Seven days and seven nights did Wang the Tiger thus lead his men and at the end of those days he was even somewhat enriched by the sums of money he had had, and his men were all in great high heart and well fed and very hopeful. At the end of the seven days he was within less than a day’s journey of the city he planned to take as the heart to this whole region and he rode to a low hill from where he could see it. There that city lay like a treasure encircled by its wall, and set into the rolling green fields, and Wang the Tiger’s heart leaped to see it so beautiful and under so fair a sky. There the river ran also, as he had heard it did, and the south gate of the city touched the river, so the city seemed like a jewel hung upon a silver chain. In greatest haste then did Wang the Tiger send his messengers to that city guarded with a thousand men, and he declared to the lord of war who held that city that he who was Wang the Tiger had come down out of the north and he came to save the people from a robber and if the robber would not withdraw peacefully and for a sum to be named then must Wang the Tiger march against the city with his tens of thousands upon thousands of brave armed men.

Now the lord of war in that place was a very doughty old robber and he was so black and hideous a man that the people had nick-named him after the fearful black god who stands in the entrance halls of temples to be guardian there, so the lord of war was called Liu the Gate God.
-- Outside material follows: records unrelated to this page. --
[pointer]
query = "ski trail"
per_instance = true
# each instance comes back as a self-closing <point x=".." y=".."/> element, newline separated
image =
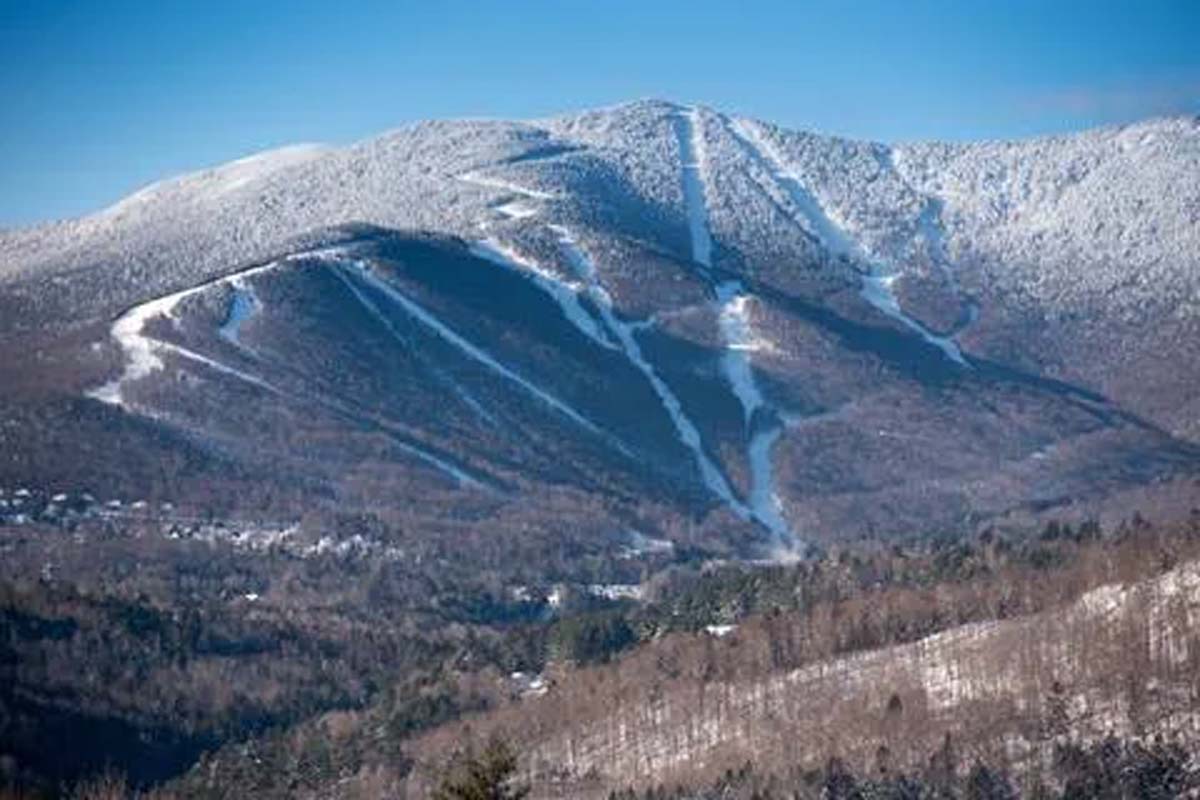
<point x="245" y="304"/>
<point x="567" y="295"/>
<point x="685" y="428"/>
<point x="877" y="282"/>
<point x="142" y="352"/>
<point x="691" y="152"/>
<point x="931" y="232"/>
<point x="455" y="386"/>
<point x="431" y="322"/>
<point x="738" y="338"/>
<point x="761" y="421"/>
<point x="505" y="186"/>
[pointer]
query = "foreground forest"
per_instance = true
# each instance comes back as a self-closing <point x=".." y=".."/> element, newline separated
<point x="197" y="671"/>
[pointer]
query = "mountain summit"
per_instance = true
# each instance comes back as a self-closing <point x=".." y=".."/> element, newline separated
<point x="652" y="319"/>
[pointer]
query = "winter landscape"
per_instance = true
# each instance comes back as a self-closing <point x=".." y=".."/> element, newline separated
<point x="647" y="451"/>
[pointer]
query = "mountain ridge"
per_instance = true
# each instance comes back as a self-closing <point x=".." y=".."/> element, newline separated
<point x="811" y="323"/>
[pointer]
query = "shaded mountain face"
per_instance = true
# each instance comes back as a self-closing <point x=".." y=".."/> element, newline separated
<point x="643" y="320"/>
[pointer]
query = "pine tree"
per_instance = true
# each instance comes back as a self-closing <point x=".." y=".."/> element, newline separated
<point x="487" y="776"/>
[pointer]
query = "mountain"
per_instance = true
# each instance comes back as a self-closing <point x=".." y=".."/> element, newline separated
<point x="649" y="320"/>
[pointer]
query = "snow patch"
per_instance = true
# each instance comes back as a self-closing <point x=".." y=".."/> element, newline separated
<point x="877" y="281"/>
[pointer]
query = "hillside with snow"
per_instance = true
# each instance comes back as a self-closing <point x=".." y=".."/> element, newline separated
<point x="651" y="317"/>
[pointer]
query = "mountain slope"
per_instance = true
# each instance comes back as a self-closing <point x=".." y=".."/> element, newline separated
<point x="647" y="317"/>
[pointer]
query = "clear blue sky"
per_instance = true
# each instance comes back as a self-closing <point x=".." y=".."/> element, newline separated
<point x="99" y="97"/>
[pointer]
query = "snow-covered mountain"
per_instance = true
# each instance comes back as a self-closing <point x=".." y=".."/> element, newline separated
<point x="649" y="317"/>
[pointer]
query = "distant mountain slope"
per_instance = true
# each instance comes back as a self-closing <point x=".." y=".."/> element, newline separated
<point x="663" y="311"/>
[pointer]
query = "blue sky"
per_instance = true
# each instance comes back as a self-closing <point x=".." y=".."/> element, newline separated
<point x="102" y="96"/>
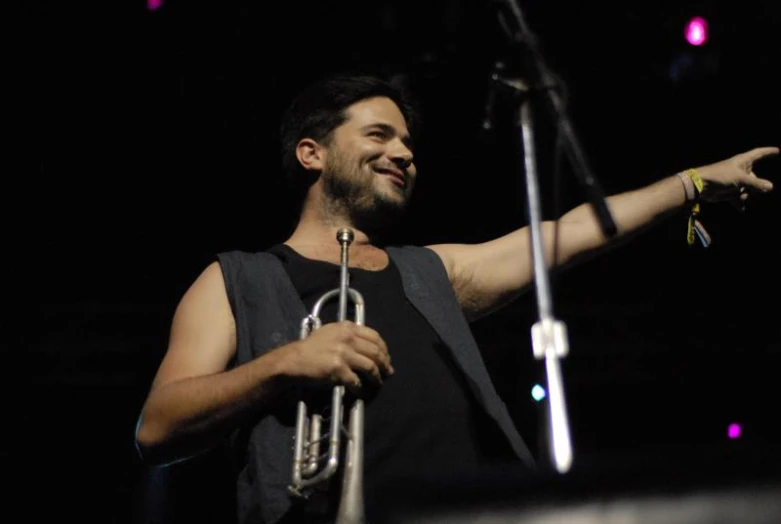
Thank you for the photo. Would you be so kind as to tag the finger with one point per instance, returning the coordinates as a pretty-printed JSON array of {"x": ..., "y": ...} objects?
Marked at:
[
  {"x": 369, "y": 335},
  {"x": 364, "y": 365},
  {"x": 753, "y": 181},
  {"x": 761, "y": 152},
  {"x": 376, "y": 353}
]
When he heard the boldness of this message that Wang the Tiger had sent he fell into a mighty rage and he bellowed with his wrath awhile before he could give an answer, and when he could, he answered thus:

“Go back and tell your master that he may fight if he wishes. Who fears him? I have never heard of this little dog who calls himself Wang the Tiger!”

The messengers returned then and repeated this faithfully to Wang the Tiger and he was mightily angry in his turn and he was secretly hurt that the lord of war said he had never heard the name of Wang the Tiger, and he wondered within himself if he were less than he thought. But outwardly he ground his teeth together in his black beard and he called to his men and they marched against the city that very day and encamped themselves all about it. But the gates were locked against them so that they could not go in, and Wang the Tiger bade his men quarter themselves until dawn, and he had a row of tents put up around the city moat so that his men could watch to see what the enemy did and bring him the news.